What is sickening so many Americans is the notion that we will end up paying for the sins of Wall Street that were facilitated by the deregulation championed by Reagan and Bush, as well as Clinton. (Actually, much of the cost will be paid by future generations.)

Still, even the unprecedented actions of the Treasury and Federal Reserve may prove to be band aid measures. If 9/11 could not change the culture of greed on Wall Street, can we expect that a new set of rules will? Will they just find more sophisticated ways to game the system or lobby Washington?

And why could Bush watch big cities like Detroit experience the collapse of their economic, educational, and housing infrastructure, but deem a company like AIG “too big to fail?” What could we do in Detroit with an instant $85 billion investment?

Why are our livelihoods so bound up with the bailout of giant multinational corporations? Isn’t it time that we end our dependence on corporate America?

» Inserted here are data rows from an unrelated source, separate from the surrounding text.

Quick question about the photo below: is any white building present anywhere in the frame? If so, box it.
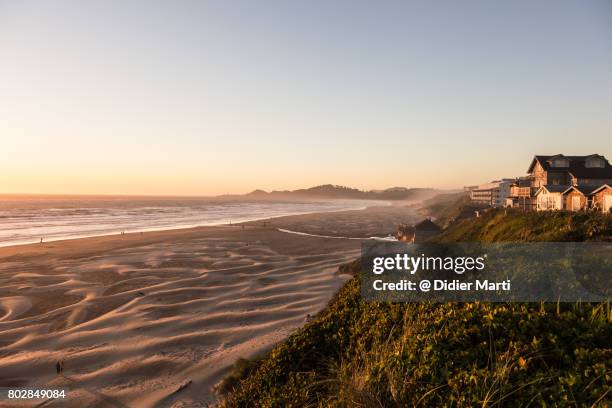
[470,178,516,207]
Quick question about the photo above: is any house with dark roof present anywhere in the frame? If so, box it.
[510,154,612,211]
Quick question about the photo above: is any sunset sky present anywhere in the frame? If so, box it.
[0,0,612,195]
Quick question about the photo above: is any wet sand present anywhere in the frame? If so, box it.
[0,209,420,407]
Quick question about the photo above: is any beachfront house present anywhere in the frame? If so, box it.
[507,154,612,211]
[535,184,612,213]
[535,186,566,211]
[464,178,516,207]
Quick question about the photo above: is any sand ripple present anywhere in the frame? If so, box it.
[0,228,359,407]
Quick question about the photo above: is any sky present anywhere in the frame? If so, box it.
[0,0,612,195]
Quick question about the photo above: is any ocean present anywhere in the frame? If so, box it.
[0,196,380,246]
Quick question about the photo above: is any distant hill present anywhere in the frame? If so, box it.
[242,184,440,200]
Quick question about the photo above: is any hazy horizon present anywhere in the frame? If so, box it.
[0,0,612,197]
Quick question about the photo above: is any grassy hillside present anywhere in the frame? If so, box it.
[439,209,612,242]
[223,211,612,407]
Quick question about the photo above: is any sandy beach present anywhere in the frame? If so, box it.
[0,207,412,407]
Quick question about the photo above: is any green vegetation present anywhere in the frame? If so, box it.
[438,210,612,242]
[222,211,612,407]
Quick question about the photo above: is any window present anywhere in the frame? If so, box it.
[551,159,569,167]
[585,157,605,168]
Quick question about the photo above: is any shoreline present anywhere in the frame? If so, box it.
[0,201,394,249]
[0,207,414,407]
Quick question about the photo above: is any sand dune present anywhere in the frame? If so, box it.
[0,227,359,407]
[0,207,415,408]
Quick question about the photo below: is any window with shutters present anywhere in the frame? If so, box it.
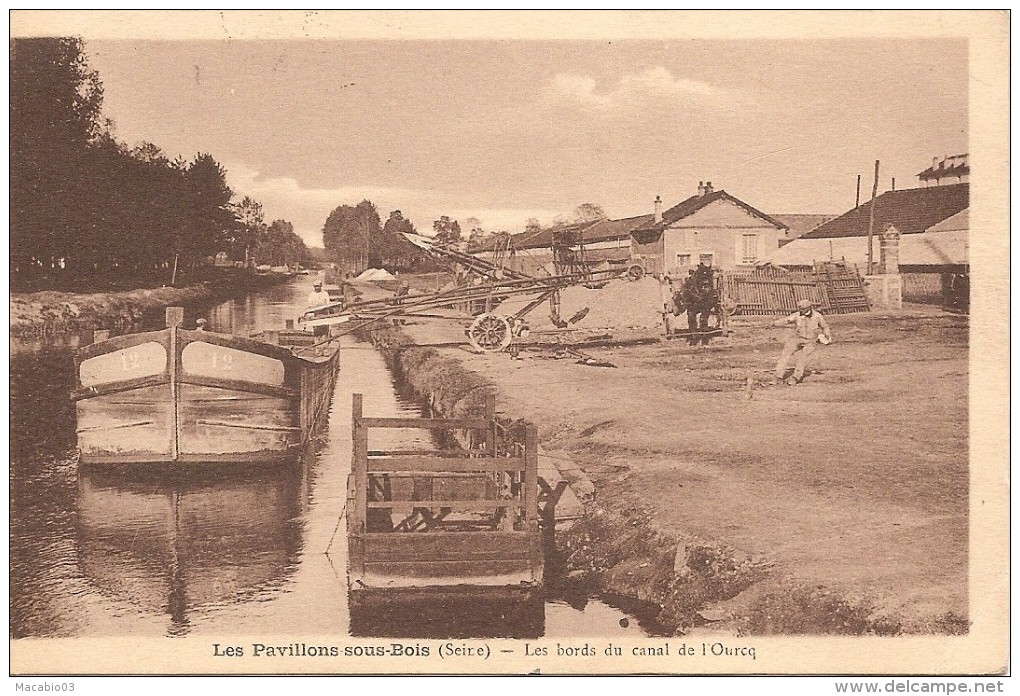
[741,235,758,264]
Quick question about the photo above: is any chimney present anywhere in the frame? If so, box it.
[878,225,900,274]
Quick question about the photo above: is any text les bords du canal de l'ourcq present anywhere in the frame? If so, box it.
[212,641,757,660]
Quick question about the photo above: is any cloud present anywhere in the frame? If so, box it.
[224,162,561,246]
[547,65,731,113]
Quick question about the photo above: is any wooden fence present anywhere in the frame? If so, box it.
[719,263,868,315]
[348,394,544,595]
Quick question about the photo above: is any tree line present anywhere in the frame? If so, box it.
[322,200,441,278]
[10,38,307,287]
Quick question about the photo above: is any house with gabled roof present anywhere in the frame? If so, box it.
[761,172,970,302]
[630,182,787,276]
[468,213,652,274]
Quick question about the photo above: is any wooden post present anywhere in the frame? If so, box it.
[868,159,878,276]
[350,394,368,532]
[166,307,185,461]
[166,307,185,329]
[523,422,539,532]
[486,392,496,457]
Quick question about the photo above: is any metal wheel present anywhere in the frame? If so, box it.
[467,312,513,353]
[719,295,738,316]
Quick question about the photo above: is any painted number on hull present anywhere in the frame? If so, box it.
[79,341,166,387]
[120,350,139,372]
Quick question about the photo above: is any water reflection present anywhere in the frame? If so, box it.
[78,465,304,635]
[350,592,546,639]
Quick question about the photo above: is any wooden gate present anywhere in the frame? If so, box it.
[347,394,544,600]
[720,261,868,315]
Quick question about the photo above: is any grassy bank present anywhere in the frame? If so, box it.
[363,304,969,635]
[10,272,287,336]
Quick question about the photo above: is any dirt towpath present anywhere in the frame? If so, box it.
[395,310,968,633]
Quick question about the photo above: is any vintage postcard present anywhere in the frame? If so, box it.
[9,11,1010,677]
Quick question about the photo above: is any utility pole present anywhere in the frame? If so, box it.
[868,159,878,276]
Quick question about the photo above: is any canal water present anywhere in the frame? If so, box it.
[10,278,655,638]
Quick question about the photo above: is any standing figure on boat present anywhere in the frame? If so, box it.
[673,264,722,346]
[305,281,329,336]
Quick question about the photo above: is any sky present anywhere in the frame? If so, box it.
[86,38,968,246]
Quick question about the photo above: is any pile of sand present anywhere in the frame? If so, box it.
[355,268,397,281]
[498,277,662,329]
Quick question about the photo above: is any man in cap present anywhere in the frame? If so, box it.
[307,281,329,336]
[772,300,832,385]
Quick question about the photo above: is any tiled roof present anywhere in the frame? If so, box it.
[792,184,970,238]
[917,155,970,182]
[772,212,835,239]
[633,191,786,237]
[759,230,967,272]
[468,220,596,254]
[582,213,654,244]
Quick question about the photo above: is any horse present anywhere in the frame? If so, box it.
[673,265,722,346]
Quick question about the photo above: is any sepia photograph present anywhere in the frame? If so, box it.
[8,10,1010,691]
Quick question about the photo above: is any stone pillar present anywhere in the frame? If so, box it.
[864,225,903,309]
[878,225,900,275]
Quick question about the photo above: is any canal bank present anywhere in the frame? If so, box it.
[10,278,662,640]
[363,306,968,635]
[9,272,288,337]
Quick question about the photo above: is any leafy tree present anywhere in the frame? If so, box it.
[231,196,265,266]
[9,38,103,269]
[10,38,236,287]
[254,219,309,265]
[322,200,383,276]
[573,203,609,222]
[432,215,460,245]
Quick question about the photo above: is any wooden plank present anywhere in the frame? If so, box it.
[486,392,496,457]
[364,558,533,581]
[367,457,524,473]
[361,418,489,430]
[367,496,522,511]
[166,320,179,459]
[177,375,301,399]
[361,532,533,555]
[368,449,464,458]
[363,532,534,561]
[350,394,368,538]
[523,422,539,529]
[70,372,170,401]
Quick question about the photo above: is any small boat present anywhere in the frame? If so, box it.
[71,307,340,464]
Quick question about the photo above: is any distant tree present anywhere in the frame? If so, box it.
[432,215,460,246]
[573,203,609,222]
[322,200,383,275]
[8,38,103,279]
[177,153,233,260]
[464,216,489,242]
[255,219,309,266]
[231,196,265,267]
[9,38,250,287]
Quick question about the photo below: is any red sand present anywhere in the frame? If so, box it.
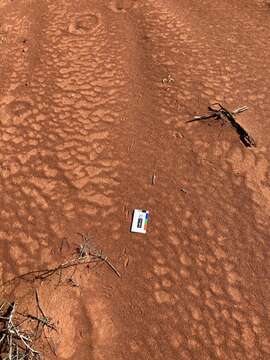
[0,0,270,360]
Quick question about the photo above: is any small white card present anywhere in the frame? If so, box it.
[131,209,149,234]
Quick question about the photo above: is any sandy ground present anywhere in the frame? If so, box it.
[0,0,270,360]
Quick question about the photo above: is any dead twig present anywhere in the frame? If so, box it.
[187,103,256,147]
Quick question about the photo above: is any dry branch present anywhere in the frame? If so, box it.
[2,234,121,286]
[188,103,256,147]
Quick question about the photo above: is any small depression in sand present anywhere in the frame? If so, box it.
[68,14,100,35]
[110,0,136,12]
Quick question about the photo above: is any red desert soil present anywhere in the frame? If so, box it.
[0,0,270,360]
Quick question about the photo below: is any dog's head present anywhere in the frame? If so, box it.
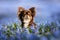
[18,7,36,22]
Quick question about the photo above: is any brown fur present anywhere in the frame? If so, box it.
[17,7,36,28]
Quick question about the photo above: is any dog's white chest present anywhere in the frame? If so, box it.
[24,20,30,28]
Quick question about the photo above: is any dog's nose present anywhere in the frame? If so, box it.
[26,12,28,14]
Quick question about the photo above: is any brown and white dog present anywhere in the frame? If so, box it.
[17,7,36,28]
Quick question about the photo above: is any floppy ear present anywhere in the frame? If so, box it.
[17,7,25,20]
[17,7,24,15]
[29,7,36,17]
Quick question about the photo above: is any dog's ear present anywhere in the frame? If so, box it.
[29,7,36,17]
[17,7,25,15]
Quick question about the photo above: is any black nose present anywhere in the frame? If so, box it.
[26,12,28,14]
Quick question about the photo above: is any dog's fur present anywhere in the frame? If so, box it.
[17,7,36,28]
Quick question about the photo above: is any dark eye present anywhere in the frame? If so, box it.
[26,12,28,14]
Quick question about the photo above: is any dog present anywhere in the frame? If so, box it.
[17,7,36,28]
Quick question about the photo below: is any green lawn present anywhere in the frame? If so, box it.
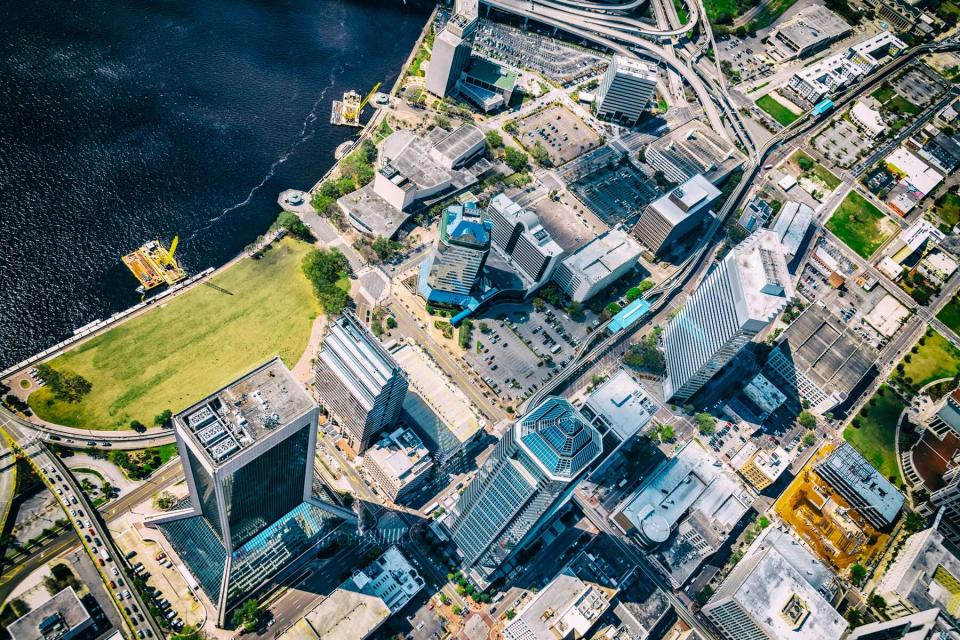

We can start, as many Detroiters already have, by doing business with a local, nonprofit credit union instead of a faceless corporate bank. Credit unions are designed to put the needs of their members first. Your money will be safe in a reputable credit union and have all the government protection afforded accounts in any other bank. Guided by their members’ participation, credit unions can use their capital to address the concrete needs of their communities.

A credit union may not give you instant credit to buy a widescreen TV from a big box store with no money down. But we are now learning the true costs of a society driven by easy money and instant gratification. It’s up to us to choose how we want to live in the future.

Scott Kurashige, a member of the Boggs Center board, is the author of Shifting Grounds of Race, (Princeton, 2008).